SUM 41, ancien groupe de jeunes hommes estampillés pop / punk, introduit son show avec T.N.T. d’AC/DC mais pourquoi ? N’ont-ils pas assez de chansons pour ne pas perdre du temps sur une énième tentative de prouver une quelconque crédibilité ? Le fils caché de GREEN DAY et Britney Spears s'y connaît pourtant en tubes simples et efficaces, dommage pour ce son de batterie dégueulasse et toujours ce côté super émotif qui nous agacera toujours, un T-Shirt d’IRON MAIDEN pour le chanteur ne change rien, même si au bout d'un moment on a un peu honte de ne connaître absolument aucun morceau du groupe (à part le maxitube In Too Deep et le We Will Rock You façon Live killers qui arrache un max, bonne idée mais encore un emprunt), tout ça n’est définitivement pas notre came. Les BLACK EYED PEAS prennent leur temps et, à une du, c’est franchement énervant, y en a qui bossent mais une grosse déflagration annonce leur montée sur scène. Le show est méchamment rodé, les chorégraphies s'enchaînent en même temps que les tubes repris à tue-tête par un public death-y-dément très motivé, très peu pour nous, il est temps de se barrer.
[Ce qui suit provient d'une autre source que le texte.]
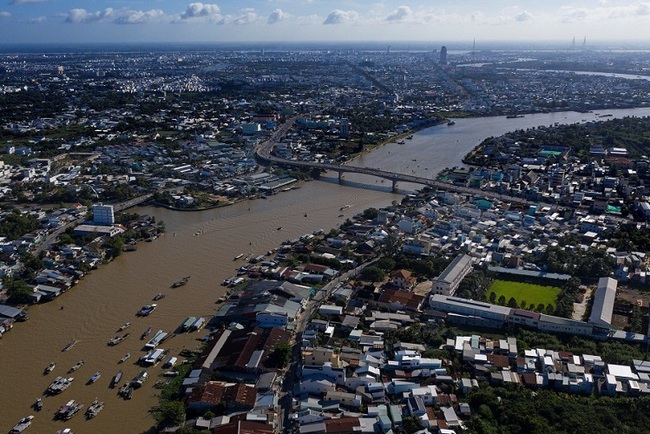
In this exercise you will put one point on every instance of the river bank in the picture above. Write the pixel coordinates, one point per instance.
(110, 296)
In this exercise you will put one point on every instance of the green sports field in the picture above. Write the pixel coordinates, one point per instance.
(528, 292)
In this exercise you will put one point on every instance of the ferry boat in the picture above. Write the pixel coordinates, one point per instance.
(76, 366)
(69, 410)
(94, 377)
(147, 309)
(59, 385)
(70, 344)
(117, 339)
(181, 282)
(94, 409)
(22, 424)
(145, 334)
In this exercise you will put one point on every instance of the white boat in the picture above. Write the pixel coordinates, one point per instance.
(22, 424)
(94, 409)
(95, 377)
(76, 366)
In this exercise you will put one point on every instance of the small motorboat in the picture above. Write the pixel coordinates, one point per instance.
(145, 334)
(70, 344)
(147, 309)
(94, 377)
(22, 424)
(76, 366)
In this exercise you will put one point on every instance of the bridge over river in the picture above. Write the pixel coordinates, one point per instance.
(264, 152)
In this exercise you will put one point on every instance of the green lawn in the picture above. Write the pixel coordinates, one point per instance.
(528, 292)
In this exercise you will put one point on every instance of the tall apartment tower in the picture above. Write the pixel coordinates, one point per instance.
(344, 128)
(443, 55)
(103, 215)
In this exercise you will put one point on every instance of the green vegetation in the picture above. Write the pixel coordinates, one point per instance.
(526, 295)
(518, 410)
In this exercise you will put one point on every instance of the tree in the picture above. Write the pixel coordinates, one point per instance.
(373, 274)
(172, 412)
(17, 290)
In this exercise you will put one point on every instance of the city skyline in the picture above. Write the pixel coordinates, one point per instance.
(101, 21)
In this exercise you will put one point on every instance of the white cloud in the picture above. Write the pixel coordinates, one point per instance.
(83, 16)
(247, 16)
(199, 12)
(139, 17)
(338, 16)
(276, 16)
(400, 15)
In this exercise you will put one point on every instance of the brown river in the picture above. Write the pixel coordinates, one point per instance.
(202, 245)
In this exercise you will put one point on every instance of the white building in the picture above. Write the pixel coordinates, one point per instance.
(103, 215)
(447, 283)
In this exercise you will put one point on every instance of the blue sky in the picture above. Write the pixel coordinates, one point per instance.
(35, 21)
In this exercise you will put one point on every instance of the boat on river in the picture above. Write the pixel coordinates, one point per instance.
(181, 282)
(22, 424)
(147, 309)
(145, 334)
(116, 379)
(94, 377)
(69, 346)
(117, 339)
(68, 410)
(49, 368)
(94, 409)
(59, 385)
(76, 366)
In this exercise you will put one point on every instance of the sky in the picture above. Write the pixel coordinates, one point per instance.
(143, 21)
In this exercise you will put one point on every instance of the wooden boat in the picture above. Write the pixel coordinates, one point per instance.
(145, 334)
(94, 377)
(70, 344)
(117, 339)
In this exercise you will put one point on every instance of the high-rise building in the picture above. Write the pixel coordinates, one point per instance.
(103, 215)
(344, 128)
(443, 55)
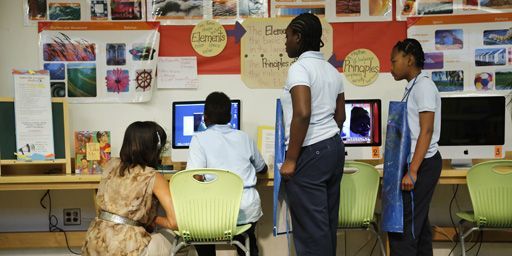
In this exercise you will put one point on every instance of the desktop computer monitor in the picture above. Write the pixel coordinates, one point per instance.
(187, 119)
(472, 126)
(361, 130)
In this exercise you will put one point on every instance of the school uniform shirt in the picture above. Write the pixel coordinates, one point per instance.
(223, 147)
(424, 97)
(325, 83)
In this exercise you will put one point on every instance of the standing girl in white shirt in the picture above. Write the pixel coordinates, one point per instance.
(314, 110)
(424, 120)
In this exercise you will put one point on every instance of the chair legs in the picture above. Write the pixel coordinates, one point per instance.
(381, 244)
(463, 235)
(247, 247)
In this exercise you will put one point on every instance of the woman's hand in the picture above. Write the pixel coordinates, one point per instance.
(407, 183)
(288, 169)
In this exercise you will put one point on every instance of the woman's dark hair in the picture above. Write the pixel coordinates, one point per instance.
(218, 108)
(310, 28)
(142, 145)
(413, 47)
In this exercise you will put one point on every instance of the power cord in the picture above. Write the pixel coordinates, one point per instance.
(451, 219)
(364, 245)
(478, 241)
(53, 221)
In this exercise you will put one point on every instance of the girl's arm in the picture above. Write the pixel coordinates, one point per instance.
(161, 191)
(301, 104)
(426, 131)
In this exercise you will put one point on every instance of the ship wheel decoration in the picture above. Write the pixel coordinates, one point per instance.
(143, 79)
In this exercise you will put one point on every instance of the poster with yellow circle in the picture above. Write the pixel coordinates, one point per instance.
(208, 38)
(361, 67)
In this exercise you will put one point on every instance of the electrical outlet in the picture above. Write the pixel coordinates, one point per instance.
(72, 216)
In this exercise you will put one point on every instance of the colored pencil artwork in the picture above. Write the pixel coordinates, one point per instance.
(63, 48)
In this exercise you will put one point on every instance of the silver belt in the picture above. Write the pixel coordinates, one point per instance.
(118, 219)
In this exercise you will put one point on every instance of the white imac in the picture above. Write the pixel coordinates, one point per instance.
(187, 119)
(472, 127)
(361, 132)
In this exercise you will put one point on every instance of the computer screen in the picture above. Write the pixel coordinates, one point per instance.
(361, 132)
(187, 119)
(471, 126)
(362, 126)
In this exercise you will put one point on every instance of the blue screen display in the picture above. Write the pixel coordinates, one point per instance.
(188, 119)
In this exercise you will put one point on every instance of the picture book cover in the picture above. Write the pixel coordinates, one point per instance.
(92, 151)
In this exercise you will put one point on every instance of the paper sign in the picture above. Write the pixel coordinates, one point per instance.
(361, 67)
(263, 59)
(208, 38)
(33, 114)
(177, 72)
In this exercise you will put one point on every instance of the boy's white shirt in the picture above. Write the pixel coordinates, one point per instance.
(223, 147)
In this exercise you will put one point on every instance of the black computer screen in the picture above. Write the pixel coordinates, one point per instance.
(472, 121)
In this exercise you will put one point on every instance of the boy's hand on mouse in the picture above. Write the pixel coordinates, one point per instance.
(288, 169)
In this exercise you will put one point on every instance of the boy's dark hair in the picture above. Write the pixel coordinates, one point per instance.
(310, 28)
(217, 108)
(141, 145)
(413, 47)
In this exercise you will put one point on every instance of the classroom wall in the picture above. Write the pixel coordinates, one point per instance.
(21, 210)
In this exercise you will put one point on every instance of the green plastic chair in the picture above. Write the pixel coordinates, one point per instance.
(490, 190)
(207, 212)
(358, 195)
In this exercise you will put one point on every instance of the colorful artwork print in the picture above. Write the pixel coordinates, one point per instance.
(504, 80)
(177, 8)
(64, 11)
(379, 7)
(449, 81)
(118, 80)
(81, 80)
(58, 89)
(126, 9)
(252, 8)
(63, 48)
(224, 8)
(469, 4)
(57, 70)
(37, 9)
(449, 39)
(429, 7)
(99, 10)
(348, 7)
(490, 56)
(143, 78)
(408, 8)
(292, 10)
(498, 37)
(496, 4)
(434, 60)
(142, 52)
(484, 81)
(116, 54)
Retour en enfer : les serre-tête licorne, les masques vaudous et les visages horriblement strassés nous ont bien fait rire, mais y a du passager qui travaille dans quelques heures (la pauvre), retour vers la sortie au milieu d’une interminable file de glandus qui se traînent vers les navettes annoncées dans une ambiance très peu éclairée (voilà, niveau sécurité, ça, c’est craignos, et personne n’est là pour orienter ou rassurer ceux qui flanchent). Celles-ci sont tellement peu nombreuses que l’on passe à deux doigts de se battre pour éviter d’être écrasés contre les bus (parlez donc de respect et de solidarité bande de débiles), les gendarmes excédés par le gigantesque bordel ambiant ne savent que hurler, la « partie herbeuse » s’en rappellera, autant que noszigues d’ailleurs. On note pour finir que les horaires ne sont pas respectés, que d’écrans géants il n’y a point contrairement à jadis, que des scènes principales on entendait la centrale, que pour un évènement de cette taille et avec de si gros moyens, on aurait pu largement mieux faire au lieu de servir comme souvent d’une gigantesque zone publicitaire à des marques qui sont loin d’en avoir besoin. Tiens, au fait, à trois balles la quille de flotte, les points d’eau on en parle ?!

Spéciale Ged-y-casse à Aurore et Steph’ (see ya le 6 août), Nelly et Rémi, et bien sûr Anaïs, de corvée le lendemain.